Соня лежит, пытаясь восстановить дыхание. Каждый нерв кричит от ужаса. Тело дрожит мелкой дрожью, не подчиняясь ей, словно внутри нее бьется пойманная птица. Она прижимает руки к груди, пытаясь защититься от его взгляда, который кажется тяжелым и липким.
Кагекао (голос понижается, становится почти интимным, но с ледяной насмешкой):
- Ну вот, гораздо лучше. Уютнее, не правда ли? Не сопротивляйся, Соня. Это бесполезно. Ты уже поняла, что я не люблю, когда мои гости... отвлекаются.
Соня пытается найти голос. Горло пересохло. Она понимает, что он играет не просто с ее жизнью, а с ее разумом, с ее душой. Он хочет сломать ее изнутри. И это пугает ее больше, чем сам осколок в его руке.
Кагекао:
- Видишь? Ты уже учишься. А я так люблю способных учеников. (Он слегка наклоняет голову, его взгляд скользит по ее телу, задерживаясь, но без пошлости, скорее как хищник, оценивающий добычу.) Твои глаза... они такие выразительные, когда в них плещется отчаяние. Это почти... красиво.
Его слова, сказанные с такой извращенной нежностью, заставляют Соню съежиться. Она чувствует себя обнаженной под его пристальным, оценивающим взглядом, хотя на ней все еще одежда. Это ощущение не физической, а ментальной наготы, абсолютной уязвимости.
Кагекао:
- Давай продолжим. Ты ведь помнишь мой вопрос? Твой любимый цвет. Но теперь, когда мы стали... *ближе*... я хочу, чтобы ты не просто назвала цвет. Я хочу, чтобы ты объяснила, почему именно он. Подробно. И искренне. И не пытайся солгать. Я это почувствую.
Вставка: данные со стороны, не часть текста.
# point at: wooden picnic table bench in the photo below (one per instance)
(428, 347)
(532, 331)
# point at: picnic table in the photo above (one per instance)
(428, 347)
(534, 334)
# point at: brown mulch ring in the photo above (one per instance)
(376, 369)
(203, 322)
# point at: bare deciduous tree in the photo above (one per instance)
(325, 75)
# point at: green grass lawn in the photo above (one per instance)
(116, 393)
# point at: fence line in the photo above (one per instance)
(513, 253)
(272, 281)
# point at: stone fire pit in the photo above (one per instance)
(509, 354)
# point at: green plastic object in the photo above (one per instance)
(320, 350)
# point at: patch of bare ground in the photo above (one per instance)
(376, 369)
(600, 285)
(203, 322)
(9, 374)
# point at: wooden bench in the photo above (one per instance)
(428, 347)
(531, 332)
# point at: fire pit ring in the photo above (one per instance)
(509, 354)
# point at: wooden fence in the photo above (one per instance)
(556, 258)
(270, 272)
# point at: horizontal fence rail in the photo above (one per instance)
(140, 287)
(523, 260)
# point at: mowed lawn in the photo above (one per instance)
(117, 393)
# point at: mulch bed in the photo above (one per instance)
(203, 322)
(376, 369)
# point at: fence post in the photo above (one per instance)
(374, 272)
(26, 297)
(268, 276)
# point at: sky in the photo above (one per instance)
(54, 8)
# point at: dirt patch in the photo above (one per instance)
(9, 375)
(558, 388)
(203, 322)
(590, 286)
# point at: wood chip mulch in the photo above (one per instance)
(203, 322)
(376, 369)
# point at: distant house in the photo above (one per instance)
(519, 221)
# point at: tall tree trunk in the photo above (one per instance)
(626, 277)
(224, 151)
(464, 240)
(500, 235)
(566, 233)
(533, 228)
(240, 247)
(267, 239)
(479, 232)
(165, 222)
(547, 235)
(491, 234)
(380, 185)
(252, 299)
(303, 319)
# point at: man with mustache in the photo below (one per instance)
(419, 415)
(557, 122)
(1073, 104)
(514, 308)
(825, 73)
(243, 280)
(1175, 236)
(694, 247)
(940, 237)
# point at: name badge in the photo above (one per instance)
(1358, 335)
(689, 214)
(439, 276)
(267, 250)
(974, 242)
Он медленно вытягивает руку с осколком, указывая на нее, будто это дирижерская палочка. Соня чувствует, как ее сердце стучит в ушах, заглушая все звуки. Она понимает, что это не просто игра в вопросы, это тест на ее способность к подчинению, к самораскрытию под давлением. Он наслаждается каждой секундой ее мучений.
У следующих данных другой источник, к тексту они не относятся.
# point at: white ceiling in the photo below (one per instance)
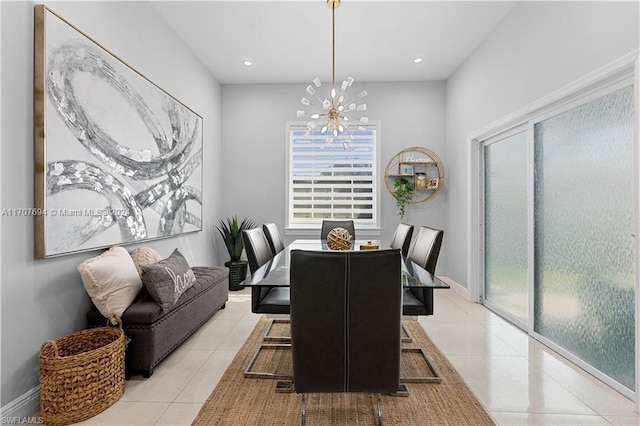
(290, 41)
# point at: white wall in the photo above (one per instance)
(538, 48)
(45, 299)
(255, 146)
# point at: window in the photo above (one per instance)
(332, 181)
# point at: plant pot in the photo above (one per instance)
(237, 274)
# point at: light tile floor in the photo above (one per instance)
(517, 379)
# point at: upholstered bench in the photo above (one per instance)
(154, 333)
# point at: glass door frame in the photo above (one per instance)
(515, 130)
(620, 73)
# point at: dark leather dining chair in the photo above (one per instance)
(402, 238)
(345, 322)
(273, 237)
(424, 251)
(328, 225)
(264, 300)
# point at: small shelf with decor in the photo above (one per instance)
(421, 168)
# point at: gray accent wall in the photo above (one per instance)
(255, 146)
(45, 299)
(537, 49)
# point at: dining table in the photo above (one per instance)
(275, 273)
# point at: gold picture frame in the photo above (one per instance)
(117, 159)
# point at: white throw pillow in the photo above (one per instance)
(112, 281)
(144, 256)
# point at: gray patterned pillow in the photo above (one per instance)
(168, 279)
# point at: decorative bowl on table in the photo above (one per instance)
(339, 239)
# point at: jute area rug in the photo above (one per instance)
(237, 400)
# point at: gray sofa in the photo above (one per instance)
(154, 333)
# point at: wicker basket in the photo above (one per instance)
(81, 374)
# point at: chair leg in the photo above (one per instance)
(434, 378)
(268, 338)
(406, 336)
(267, 374)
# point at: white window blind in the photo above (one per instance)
(331, 181)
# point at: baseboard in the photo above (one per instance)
(458, 288)
(22, 409)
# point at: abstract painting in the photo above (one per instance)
(117, 159)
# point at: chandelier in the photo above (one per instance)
(333, 115)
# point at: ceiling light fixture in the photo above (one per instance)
(333, 115)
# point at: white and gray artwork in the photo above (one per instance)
(122, 157)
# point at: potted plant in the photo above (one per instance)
(403, 192)
(231, 232)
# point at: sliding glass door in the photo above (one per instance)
(505, 233)
(558, 231)
(584, 248)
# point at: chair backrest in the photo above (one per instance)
(402, 238)
(328, 225)
(346, 320)
(426, 248)
(257, 248)
(273, 237)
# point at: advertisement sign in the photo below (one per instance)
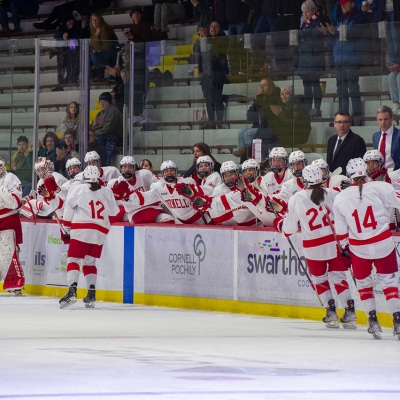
(189, 262)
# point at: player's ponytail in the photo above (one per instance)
(317, 194)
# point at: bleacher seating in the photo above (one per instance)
(174, 106)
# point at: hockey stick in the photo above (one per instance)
(303, 268)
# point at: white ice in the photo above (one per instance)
(136, 352)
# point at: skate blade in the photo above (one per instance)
(65, 304)
(332, 324)
(349, 325)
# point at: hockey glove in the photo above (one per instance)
(121, 190)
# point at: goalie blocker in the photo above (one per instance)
(10, 268)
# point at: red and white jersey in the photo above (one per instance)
(13, 185)
(179, 206)
(141, 182)
(210, 183)
(271, 183)
(365, 222)
(87, 214)
(227, 207)
(318, 239)
(289, 188)
(106, 174)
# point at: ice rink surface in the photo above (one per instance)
(120, 351)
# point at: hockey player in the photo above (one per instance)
(165, 191)
(136, 180)
(362, 219)
(297, 162)
(106, 173)
(10, 231)
(86, 218)
(310, 209)
(209, 178)
(271, 182)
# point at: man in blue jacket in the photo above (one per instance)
(387, 140)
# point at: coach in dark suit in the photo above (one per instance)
(345, 145)
(384, 116)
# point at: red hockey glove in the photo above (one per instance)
(121, 190)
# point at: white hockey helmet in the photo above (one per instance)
(356, 168)
(321, 163)
(251, 163)
(168, 164)
(2, 167)
(312, 175)
(206, 159)
(229, 166)
(127, 160)
(92, 156)
(91, 174)
(374, 155)
(72, 162)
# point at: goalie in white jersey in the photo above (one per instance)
(134, 180)
(362, 219)
(87, 213)
(311, 209)
(10, 231)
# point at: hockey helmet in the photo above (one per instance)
(312, 175)
(356, 168)
(91, 174)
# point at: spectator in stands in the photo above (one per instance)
(258, 113)
(71, 119)
(345, 145)
(68, 56)
(94, 145)
(17, 8)
(104, 43)
(108, 126)
(140, 31)
(166, 11)
(311, 57)
(48, 148)
(200, 149)
(348, 53)
(21, 164)
(213, 65)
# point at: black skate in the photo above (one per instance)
(374, 328)
(90, 299)
(349, 317)
(396, 324)
(70, 297)
(331, 318)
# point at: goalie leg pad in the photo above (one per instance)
(15, 278)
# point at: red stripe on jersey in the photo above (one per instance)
(78, 249)
(382, 236)
(318, 241)
(88, 225)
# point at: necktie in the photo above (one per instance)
(382, 146)
(337, 147)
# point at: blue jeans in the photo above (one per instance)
(246, 136)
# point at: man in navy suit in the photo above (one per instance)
(391, 147)
(345, 145)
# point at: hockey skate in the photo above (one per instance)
(70, 297)
(349, 317)
(331, 318)
(396, 324)
(374, 328)
(90, 299)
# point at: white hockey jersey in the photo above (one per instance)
(318, 239)
(13, 185)
(179, 206)
(271, 183)
(365, 222)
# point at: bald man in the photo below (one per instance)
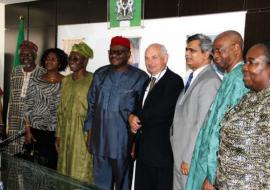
(152, 122)
(228, 47)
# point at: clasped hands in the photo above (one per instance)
(134, 123)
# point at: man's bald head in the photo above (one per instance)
(228, 49)
(234, 36)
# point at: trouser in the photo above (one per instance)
(110, 173)
(152, 177)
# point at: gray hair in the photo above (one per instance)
(205, 42)
(163, 49)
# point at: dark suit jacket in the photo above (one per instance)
(153, 140)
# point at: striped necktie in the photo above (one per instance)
(152, 83)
Соня (голос срывается, но она заставляет себя говорить, дрожа):
- Синий... потому что он... он напоминает мне о небе... о свободе... о том, что я когда-то чувствовала себя в безопасности...
Она смотрит на него, ожидая реакции, ища хоть намек на что-то человеческое в его глазах. Но там лишь холодная, хищная ухмылка.
Кагекао (медленно улыбается, его глаза блестят нездоровым огнем):
- Свобода, говоришь? Интересно. Очень интересно. Но знаешь, Соня... иногда, чтобы по-настоящему оценить свободу, нужно сначала потерять все. Абсолютно все.Он не отводит от нее взгляда, его "возбуждение" - это нечто иное, чем просто сексуальное желание. Это чистая, извращенная власть над чужой волей, наслаждение чужим страхом и сломом. Он видит в ней не жертву для удовлетворения низменных потребностей, а холст для своего "искусства", где кистью является психологическое давление, а красками - ее страх и отчаяние.
Кагекао:
- Время идет, Соня. И каждая секунда твоего молчания... она приближает нас к чему-то очень интересному. К чему-то, что оставит в тебе след. Навсегда. Я жду. И поверь, мое терпение... оно не бесконечно. Но мои возможности... они безграничны.
Он поднимает осколок бокала к свету, и Соня, глядя на его острый край, понимает: игра только началась, и ее правила будут написаны не ею. Она лишь пешка в его извращенной партии, и единственный способ выжить - это принять свою роль, какой бы ужасной она ни была.